Our vegetable garden beds have been in the making since April. We finished on Saturday. The permaculturists and my favourite reference book direct me to create wide raised beds for planting. They also tell me that once this work is done, I will never have to do it again. But we do it every single year. Something is wrong.
The idea behind raised beds is to have good drainage, a thick layer of loosened soil to accommodate root growth, and faster warming of the soil. Between the beds is a trough, or swale, that collects water and delivers it, we hope, to the plants' roots. Within the beds, row spacing as given on seed packages can be ignored because there won't be any walking between rows. Human feet are permitted only on the paths between the beds because tromping through the beds would compress the soil. For this reason, beds should only be twice as wide as one can comfortably reach for sowing, planting, weeding, pruning, harvesting. A bed should not be so long that one is tempted to walk through it rather than around the end in order to get to the other side. It is recommended that paths be covered with straw to suppress weed growth and avoid muck on one's shoes.
Sounds brilliant and simple. Therefore, I'm feeling a bit of a dunce about not being able to do this properly. I don't know how high the beds should be raised, nor have I taken pains to measure their elevations (all different, I'm sure). Ed Smith (The Vegetable Gardener's Bible) says there should be 18 inches of loosened soil, but is that the difference between the top of the bed and the surface of the path or does the loosened soil go below path level? I have no objection to building up 18 inches; it should be much easier on the back. However, these raised beds are not walled, so I'm not getting a vertical edge. For such a rise, the bed is going to lose a considerable area of planting at the edges unless I can convince seeds to stay put on a 50-60 degree incline until they get their roots going. Incidentally, garden bellflower and quack grass have no qualms about proliferating on these slopes. At the same time, our beds are not as wide as they might be. A permaculture designer suggested that twice my arms length was a logical width, but it doesn't work for me. Maybe after years of yoga training I could squat on the path and reach the horizontal distance of my arms, with both hands, while my arms are angled from their shoulders down to ground level. For now, the beds have to be narrower than that. So it seems there isn't much left after the side-sloping eats into them. Then there is the straw issue. The way these people talk, one would think bales of straw are readily available at every gas station and convenience store. I live in a small urban city surrounded by fields of grain and have no idea where to find straw. Our paths are filled with leaves, paving stones, and warped wooden planks.

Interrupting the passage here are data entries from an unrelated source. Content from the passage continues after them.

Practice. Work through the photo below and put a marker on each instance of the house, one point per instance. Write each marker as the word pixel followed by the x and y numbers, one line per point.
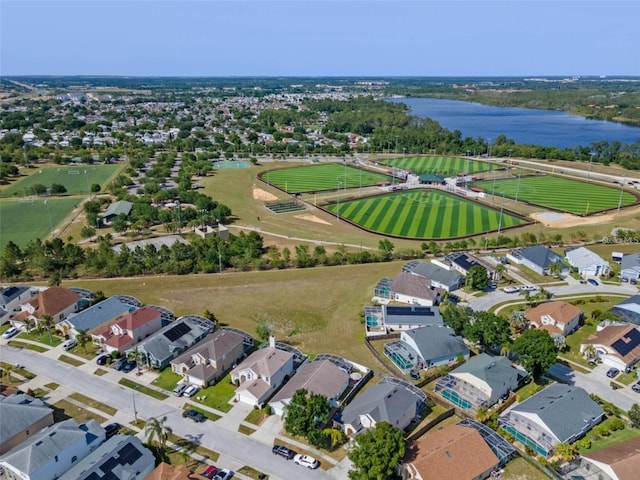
pixel 454 451
pixel 96 316
pixel 620 461
pixel 125 331
pixel 425 347
pixel 536 258
pixel 177 337
pixel 480 382
pixel 558 414
pixel 630 267
pixel 115 209
pixel 208 360
pixel 438 277
pixel 382 402
pixel 628 310
pixel 321 377
pixel 558 318
pixel 52 451
pixel 22 416
pixel 393 318
pixel 587 262
pixel 122 457
pixel 10 300
pixel 57 302
pixel 261 373
pixel 617 345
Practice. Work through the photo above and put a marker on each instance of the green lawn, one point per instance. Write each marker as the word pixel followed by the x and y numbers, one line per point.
pixel 77 179
pixel 315 178
pixel 423 214
pixel 573 196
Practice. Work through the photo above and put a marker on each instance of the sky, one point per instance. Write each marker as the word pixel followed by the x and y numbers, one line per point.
pixel 320 38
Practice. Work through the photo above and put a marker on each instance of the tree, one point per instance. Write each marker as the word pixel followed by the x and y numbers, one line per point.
pixel 537 351
pixel 377 452
pixel 478 278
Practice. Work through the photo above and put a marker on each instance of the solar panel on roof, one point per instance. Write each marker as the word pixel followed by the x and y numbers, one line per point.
pixel 630 341
pixel 177 331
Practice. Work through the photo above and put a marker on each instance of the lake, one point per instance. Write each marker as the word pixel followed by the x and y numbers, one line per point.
pixel 522 125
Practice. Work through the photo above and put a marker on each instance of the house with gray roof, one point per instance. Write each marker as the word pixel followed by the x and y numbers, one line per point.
pixel 321 377
pixel 96 316
pixel 480 382
pixel 122 457
pixel 177 337
pixel 52 451
pixel 21 416
pixel 558 414
pixel 537 258
pixel 439 277
pixel 382 402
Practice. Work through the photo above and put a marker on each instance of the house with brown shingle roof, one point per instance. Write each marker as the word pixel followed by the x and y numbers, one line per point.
pixel 321 377
pixel 558 318
pixel 450 452
pixel 208 360
pixel 127 330
pixel 617 345
pixel 58 302
pixel 261 373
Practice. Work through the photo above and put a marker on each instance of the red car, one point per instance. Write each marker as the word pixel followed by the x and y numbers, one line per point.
pixel 210 471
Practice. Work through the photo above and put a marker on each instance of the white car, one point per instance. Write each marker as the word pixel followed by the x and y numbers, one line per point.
pixel 306 461
pixel 11 332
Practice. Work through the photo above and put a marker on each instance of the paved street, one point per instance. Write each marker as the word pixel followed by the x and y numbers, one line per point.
pixel 236 449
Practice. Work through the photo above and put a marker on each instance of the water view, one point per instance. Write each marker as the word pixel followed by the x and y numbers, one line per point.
pixel 523 125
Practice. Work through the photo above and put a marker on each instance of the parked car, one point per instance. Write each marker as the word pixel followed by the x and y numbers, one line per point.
pixel 190 391
pixel 11 332
pixel 612 372
pixel 194 415
pixel 102 359
pixel 306 461
pixel 210 471
pixel 283 451
pixel 111 429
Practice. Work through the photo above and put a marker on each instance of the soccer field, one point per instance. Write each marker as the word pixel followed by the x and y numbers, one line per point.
pixel 572 196
pixel 22 221
pixel 77 179
pixel 445 166
pixel 317 178
pixel 423 214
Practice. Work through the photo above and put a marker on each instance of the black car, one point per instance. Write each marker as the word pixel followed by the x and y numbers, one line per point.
pixel 194 415
pixel 283 451
pixel 111 429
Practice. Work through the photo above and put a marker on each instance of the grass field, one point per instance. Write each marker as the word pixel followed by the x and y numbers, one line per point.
pixel 21 222
pixel 571 196
pixel 316 178
pixel 423 214
pixel 74 183
pixel 446 166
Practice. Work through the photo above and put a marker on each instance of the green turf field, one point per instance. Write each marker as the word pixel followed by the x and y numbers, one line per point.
pixel 22 221
pixel 76 183
pixel 423 214
pixel 559 193
pixel 446 166
pixel 330 176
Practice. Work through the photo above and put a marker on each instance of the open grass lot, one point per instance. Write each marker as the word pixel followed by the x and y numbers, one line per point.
pixel 75 183
pixel 446 166
pixel 316 310
pixel 315 178
pixel 579 198
pixel 423 214
pixel 24 221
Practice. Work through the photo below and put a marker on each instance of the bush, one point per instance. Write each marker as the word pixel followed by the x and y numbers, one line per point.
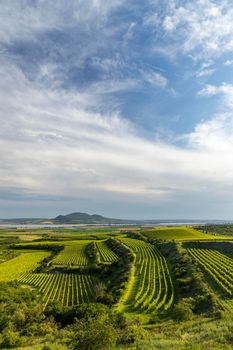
pixel 11 339
pixel 94 334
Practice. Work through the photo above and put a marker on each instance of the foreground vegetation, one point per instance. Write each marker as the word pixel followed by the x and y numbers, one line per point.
pixel 168 288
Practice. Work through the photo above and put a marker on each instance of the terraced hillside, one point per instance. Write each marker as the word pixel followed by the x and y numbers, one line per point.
pixel 106 254
pixel 68 289
pixel 25 262
pixel 151 286
pixel 73 255
pixel 220 268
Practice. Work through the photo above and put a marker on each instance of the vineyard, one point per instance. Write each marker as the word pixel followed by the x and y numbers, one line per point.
pixel 219 267
pixel 68 289
pixel 106 254
pixel 25 262
pixel 152 287
pixel 72 255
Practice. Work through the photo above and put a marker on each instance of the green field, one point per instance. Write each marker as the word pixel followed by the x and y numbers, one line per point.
pixel 220 268
pixel 25 262
pixel 181 233
pixel 72 255
pixel 160 279
pixel 106 254
pixel 151 284
pixel 68 289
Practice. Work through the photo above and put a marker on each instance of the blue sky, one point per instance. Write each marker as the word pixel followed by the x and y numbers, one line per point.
pixel 122 108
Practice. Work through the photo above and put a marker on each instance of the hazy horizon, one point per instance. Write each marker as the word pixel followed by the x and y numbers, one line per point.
pixel 119 108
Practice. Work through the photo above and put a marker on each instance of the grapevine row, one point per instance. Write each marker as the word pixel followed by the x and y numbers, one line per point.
pixel 106 254
pixel 72 255
pixel 68 289
pixel 153 288
pixel 217 265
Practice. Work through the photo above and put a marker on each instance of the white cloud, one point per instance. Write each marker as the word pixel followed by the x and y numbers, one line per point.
pixel 226 90
pixel 228 63
pixel 53 142
pixel 202 28
pixel 155 79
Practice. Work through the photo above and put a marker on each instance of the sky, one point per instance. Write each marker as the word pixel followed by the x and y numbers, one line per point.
pixel 122 108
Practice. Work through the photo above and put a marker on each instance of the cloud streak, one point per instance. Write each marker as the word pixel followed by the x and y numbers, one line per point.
pixel 64 134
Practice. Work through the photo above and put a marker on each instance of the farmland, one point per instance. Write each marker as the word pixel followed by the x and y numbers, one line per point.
pixel 157 277
pixel 72 255
pixel 220 268
pixel 68 289
pixel 152 287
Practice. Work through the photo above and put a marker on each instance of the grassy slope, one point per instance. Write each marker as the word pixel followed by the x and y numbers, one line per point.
pixel 11 269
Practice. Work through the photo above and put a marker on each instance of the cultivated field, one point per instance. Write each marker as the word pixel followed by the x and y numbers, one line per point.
pixel 151 286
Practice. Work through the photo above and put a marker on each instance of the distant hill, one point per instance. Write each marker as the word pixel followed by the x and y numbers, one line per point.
pixel 84 218
pixel 87 219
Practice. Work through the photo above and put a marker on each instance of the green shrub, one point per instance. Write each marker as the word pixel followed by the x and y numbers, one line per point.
pixel 11 339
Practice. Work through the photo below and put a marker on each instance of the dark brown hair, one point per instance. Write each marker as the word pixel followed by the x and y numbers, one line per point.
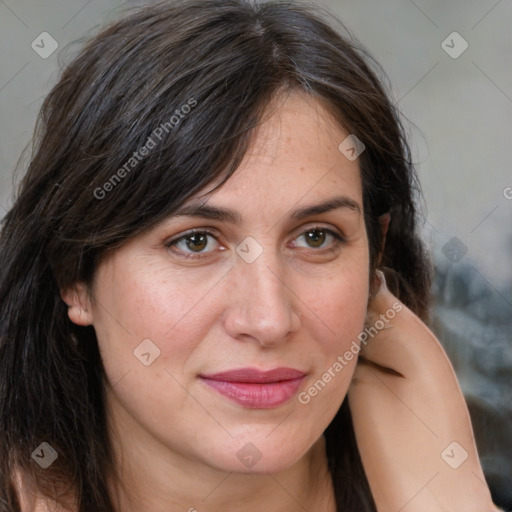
pixel 230 57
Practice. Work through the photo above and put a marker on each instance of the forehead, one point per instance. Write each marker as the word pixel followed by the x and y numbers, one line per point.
pixel 293 157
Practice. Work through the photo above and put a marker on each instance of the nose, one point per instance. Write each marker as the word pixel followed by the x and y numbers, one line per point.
pixel 262 306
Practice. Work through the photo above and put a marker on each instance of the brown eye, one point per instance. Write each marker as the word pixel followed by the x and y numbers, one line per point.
pixel 193 244
pixel 315 237
pixel 319 238
pixel 196 242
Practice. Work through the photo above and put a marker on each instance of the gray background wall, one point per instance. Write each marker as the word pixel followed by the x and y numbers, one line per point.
pixel 460 113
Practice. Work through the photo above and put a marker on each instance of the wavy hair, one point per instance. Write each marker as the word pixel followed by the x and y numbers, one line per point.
pixel 231 57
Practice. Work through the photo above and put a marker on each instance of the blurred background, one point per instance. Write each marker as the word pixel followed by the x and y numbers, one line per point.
pixel 449 65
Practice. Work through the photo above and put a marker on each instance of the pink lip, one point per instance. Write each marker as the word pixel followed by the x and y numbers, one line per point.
pixel 256 389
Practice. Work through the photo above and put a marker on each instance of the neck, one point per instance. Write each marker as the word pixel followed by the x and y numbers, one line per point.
pixel 154 478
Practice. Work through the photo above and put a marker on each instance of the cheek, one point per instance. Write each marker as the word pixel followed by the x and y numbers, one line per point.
pixel 144 311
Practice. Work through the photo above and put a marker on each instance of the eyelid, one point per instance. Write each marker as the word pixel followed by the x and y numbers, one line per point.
pixel 334 232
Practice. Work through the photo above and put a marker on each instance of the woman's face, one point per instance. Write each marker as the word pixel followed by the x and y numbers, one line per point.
pixel 270 286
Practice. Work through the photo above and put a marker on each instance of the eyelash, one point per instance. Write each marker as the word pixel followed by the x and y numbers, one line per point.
pixel 339 239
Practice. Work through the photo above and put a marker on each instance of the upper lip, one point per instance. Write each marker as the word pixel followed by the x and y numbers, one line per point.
pixel 255 375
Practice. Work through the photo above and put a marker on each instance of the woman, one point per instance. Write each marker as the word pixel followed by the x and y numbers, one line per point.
pixel 193 315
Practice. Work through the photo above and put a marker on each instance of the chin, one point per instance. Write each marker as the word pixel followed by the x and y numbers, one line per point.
pixel 259 457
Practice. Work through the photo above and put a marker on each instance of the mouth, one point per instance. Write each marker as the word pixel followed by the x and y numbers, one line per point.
pixel 256 389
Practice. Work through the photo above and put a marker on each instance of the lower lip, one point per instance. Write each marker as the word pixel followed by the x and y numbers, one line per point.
pixel 254 395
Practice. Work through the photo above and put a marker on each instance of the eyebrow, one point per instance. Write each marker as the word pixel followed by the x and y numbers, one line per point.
pixel 233 216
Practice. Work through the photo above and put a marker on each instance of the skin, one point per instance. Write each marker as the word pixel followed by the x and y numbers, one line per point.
pixel 175 439
pixel 423 472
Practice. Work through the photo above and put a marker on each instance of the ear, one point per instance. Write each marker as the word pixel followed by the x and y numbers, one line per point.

Okay, I'm done complaining about my inability to turn theory into reality. The beds are made - yay! They started out rectangular (or a close approximation thereof) at the edges. The perennial onion and chive habitat in the center of the garden then forced some modifications as the remaining spaces between that and the peas on one side and squash on the other was too wide for one bed and too narrow for two. As luck would have it, I had recently attended a talk by Ron Berezan (The Urban Farmer) during which he mentioned keyhole beds. Not his invention and not something I couldn't have, eventually, come up with myself. Nevertheless, I credit him for putting the idea in front of me at the right time. If the bed is a bit too wide, you can just gouge out "keyholes" in the sides of it here and there to get easy access to the entire surface. Our potato bed has two keyholes on the south edge and one on the north. It's now essentially a curving bed, like a very wide M. Three more beds with keyholes followed, one similar to this one and two with less describable shapes in leftover sections of the garden.
Even with the fancy serpentine keyhole beds, I still felt the need to make the layout unnecessarily interesting. My one indulgence was to have a small bed that contains only one tipi of pole bean poles. I suspect a more efficient land use plan could have been devised in this region, but I convinced myself that the ability to walk all the way around the tower of scarlet runner beans was prerequisite to a successful harvest. It had nothing to do with showcasing my great collection of sunflower stalks.
Now that the garden space has been defined, I see how much of it there is. The transplants are all done and there is still plenty of vacancy. It's getting too late for planting peas, lettuce (though I'm going to keep trying with the lettuce), and brassicas, but we have bush beans, beets, carrots, and parsnips galore that would be happy to move in.
Making bed feels like a too much work to do every spring, and this year it seems to have made me late in getting the sowing done. I want to keep the same beds for next summer, so I will try not to wreck them during harvest time. And I'll keep perusing the Lethbridge Shopper for straw bale mongers.